The Office of the Information Commissioner (“OAIC”) has released a consultation draft Guide to big data and the Australian Privacy Principles (the “Guide”). The draft Guide has been released at a time when many Australian businesses are exploring the potential of Big Data analysis for their business, and are grappling for the first time with some of the associated data management risks.
There is no single legislative regime regulating Big Data activities. However, Australia’s web of privacy and other data management laws, including the Privacy Act 1988 (Cth) (“Privacy Act”), will impact on many Big Data activities. With this in mind, the OAIC has developed the Guide to provide suggestions on how to conduct Big Data analysis in a way that satisfies and complies with existing laws protecting personal information and individuals’ right to privacy.
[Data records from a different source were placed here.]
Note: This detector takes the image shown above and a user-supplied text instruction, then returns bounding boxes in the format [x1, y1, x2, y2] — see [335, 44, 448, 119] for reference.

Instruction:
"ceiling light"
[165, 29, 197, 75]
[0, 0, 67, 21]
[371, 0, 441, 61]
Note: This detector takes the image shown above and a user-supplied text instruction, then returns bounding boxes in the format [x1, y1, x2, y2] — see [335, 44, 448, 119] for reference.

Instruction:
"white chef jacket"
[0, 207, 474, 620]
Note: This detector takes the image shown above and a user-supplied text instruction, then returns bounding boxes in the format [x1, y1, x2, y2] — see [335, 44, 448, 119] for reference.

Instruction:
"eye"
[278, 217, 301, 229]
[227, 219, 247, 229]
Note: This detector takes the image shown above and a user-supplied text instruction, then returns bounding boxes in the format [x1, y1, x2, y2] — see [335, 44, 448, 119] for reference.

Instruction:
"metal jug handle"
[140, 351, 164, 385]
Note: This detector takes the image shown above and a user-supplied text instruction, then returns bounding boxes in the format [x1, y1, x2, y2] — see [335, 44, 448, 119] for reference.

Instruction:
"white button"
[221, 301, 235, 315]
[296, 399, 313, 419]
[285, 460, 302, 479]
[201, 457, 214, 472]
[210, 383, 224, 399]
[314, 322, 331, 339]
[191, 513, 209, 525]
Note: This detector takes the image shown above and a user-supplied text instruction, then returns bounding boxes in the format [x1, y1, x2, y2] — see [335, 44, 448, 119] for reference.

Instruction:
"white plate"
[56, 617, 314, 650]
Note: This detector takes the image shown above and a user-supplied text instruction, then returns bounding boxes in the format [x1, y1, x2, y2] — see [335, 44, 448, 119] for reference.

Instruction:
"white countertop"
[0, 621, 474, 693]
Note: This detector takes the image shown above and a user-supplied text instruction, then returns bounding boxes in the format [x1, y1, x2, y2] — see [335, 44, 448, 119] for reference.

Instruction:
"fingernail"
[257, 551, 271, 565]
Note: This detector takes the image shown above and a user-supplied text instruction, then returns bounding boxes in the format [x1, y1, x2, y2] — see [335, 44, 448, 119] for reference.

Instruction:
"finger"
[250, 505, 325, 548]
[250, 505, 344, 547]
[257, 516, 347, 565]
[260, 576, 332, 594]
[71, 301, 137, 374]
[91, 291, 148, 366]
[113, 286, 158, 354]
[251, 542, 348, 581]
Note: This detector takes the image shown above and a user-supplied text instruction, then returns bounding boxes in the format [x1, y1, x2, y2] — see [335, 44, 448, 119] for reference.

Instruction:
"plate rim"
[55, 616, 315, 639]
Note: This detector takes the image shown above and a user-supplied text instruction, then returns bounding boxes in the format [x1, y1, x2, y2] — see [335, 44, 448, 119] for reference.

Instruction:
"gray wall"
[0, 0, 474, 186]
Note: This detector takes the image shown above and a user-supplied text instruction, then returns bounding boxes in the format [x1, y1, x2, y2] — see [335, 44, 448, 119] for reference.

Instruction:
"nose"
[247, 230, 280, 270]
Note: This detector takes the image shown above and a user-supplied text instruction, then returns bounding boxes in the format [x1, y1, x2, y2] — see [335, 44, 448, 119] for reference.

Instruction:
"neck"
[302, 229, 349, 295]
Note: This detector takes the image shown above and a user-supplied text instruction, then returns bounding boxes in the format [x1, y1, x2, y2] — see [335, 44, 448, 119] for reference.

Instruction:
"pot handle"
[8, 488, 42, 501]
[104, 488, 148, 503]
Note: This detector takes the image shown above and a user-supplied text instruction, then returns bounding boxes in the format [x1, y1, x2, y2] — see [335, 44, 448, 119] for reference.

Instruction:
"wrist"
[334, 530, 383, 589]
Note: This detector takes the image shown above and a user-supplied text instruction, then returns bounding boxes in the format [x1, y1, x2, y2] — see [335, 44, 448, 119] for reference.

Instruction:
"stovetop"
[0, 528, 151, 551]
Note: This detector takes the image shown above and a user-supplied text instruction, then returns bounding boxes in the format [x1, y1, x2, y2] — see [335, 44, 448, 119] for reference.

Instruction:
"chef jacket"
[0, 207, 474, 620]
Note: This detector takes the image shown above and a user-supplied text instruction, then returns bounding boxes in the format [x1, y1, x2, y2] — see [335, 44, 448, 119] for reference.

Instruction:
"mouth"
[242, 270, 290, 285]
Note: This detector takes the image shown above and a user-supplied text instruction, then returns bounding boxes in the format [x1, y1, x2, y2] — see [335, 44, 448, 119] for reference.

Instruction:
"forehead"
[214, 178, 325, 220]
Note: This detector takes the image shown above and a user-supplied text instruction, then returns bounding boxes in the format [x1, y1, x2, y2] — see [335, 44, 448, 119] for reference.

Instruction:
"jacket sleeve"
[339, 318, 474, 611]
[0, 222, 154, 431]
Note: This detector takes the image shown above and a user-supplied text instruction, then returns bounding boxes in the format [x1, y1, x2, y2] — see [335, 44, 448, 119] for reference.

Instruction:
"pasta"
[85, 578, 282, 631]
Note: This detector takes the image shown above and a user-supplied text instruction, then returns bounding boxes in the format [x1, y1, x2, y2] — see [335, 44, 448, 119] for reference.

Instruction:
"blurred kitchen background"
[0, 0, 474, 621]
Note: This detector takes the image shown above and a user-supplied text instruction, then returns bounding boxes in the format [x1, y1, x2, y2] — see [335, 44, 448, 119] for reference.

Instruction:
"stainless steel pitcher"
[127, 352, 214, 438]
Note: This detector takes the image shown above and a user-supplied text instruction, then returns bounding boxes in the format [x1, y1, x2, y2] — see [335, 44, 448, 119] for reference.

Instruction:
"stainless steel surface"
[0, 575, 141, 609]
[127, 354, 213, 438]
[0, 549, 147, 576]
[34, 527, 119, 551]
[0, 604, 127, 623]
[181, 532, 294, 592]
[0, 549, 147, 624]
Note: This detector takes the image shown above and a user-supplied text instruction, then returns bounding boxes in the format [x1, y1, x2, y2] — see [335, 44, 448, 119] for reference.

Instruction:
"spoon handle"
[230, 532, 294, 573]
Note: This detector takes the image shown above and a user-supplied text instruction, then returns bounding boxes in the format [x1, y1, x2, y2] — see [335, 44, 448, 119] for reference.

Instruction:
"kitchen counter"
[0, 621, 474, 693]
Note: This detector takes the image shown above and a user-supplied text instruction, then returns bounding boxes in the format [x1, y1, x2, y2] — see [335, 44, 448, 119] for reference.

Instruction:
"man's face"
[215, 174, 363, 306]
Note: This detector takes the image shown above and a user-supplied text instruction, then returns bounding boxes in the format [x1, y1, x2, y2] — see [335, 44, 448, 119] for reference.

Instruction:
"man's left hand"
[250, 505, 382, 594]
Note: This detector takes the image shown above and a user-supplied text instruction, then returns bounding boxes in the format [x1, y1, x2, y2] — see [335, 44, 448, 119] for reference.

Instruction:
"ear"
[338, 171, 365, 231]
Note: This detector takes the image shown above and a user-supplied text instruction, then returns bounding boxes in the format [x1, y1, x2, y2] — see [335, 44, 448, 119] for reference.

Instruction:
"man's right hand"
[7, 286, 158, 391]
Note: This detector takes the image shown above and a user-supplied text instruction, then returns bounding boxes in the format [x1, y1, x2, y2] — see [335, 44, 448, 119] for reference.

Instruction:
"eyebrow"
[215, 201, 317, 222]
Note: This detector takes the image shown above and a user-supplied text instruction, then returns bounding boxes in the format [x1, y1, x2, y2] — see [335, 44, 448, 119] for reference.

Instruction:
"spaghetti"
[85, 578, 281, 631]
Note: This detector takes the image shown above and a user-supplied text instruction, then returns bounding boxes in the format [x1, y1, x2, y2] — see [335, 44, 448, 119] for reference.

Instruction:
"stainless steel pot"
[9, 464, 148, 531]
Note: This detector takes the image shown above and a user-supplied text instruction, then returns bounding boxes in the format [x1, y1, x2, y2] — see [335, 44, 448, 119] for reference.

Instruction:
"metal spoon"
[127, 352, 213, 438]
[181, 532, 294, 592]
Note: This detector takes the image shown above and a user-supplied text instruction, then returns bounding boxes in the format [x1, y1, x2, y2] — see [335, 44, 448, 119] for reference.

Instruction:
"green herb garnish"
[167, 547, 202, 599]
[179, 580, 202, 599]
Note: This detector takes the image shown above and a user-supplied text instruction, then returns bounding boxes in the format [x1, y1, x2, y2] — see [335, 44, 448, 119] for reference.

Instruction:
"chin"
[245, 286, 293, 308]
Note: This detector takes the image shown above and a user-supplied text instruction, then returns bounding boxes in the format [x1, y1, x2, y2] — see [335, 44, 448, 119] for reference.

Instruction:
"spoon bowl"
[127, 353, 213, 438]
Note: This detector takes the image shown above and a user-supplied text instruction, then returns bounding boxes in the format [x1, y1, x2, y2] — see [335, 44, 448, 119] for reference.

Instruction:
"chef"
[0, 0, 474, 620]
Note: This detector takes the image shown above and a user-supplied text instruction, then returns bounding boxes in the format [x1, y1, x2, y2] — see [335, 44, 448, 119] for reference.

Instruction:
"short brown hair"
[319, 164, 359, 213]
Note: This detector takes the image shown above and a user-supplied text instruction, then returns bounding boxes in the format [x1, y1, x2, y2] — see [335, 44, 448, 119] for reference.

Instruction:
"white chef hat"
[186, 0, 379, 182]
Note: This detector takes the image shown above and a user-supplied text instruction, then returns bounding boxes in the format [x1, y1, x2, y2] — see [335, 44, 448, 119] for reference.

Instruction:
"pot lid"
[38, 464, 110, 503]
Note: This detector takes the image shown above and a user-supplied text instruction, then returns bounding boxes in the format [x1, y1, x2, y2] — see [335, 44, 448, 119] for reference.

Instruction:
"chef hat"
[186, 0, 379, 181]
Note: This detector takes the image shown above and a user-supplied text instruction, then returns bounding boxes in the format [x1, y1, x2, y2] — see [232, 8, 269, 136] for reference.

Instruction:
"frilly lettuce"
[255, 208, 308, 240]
The Guide itself will not be binding, and will simply serve as a point of reference about the approach the OAIC will take when exercising its regulatory authority over Big Data activities. The Guide outlines the key privacy requirements that are relevant to the conduct of Big Data activities by such entities and provides some useful guidance for entities in the implementation of “privacy by design” in their culture and privacy compliance management processes. In this post, we provide an overview of what the OAIC means by “Big Data” and summarise some of the key recommendations from the Guide for entities involved in Big Data activities.
Big Data 101
Big Data is a broad term that refers to the collection, aggregation and analysis of large data sets (including personal information) on a mass scale. While there is no authoritative definition, the Guide refers to Big Data as being characterised by the “three Vs” identified by Gartner:
“high-volume, high-velocity and/or high-variety information assets that demand cost-effective, innovative forms of information processing for enhanced insight, decision making, and process optimization”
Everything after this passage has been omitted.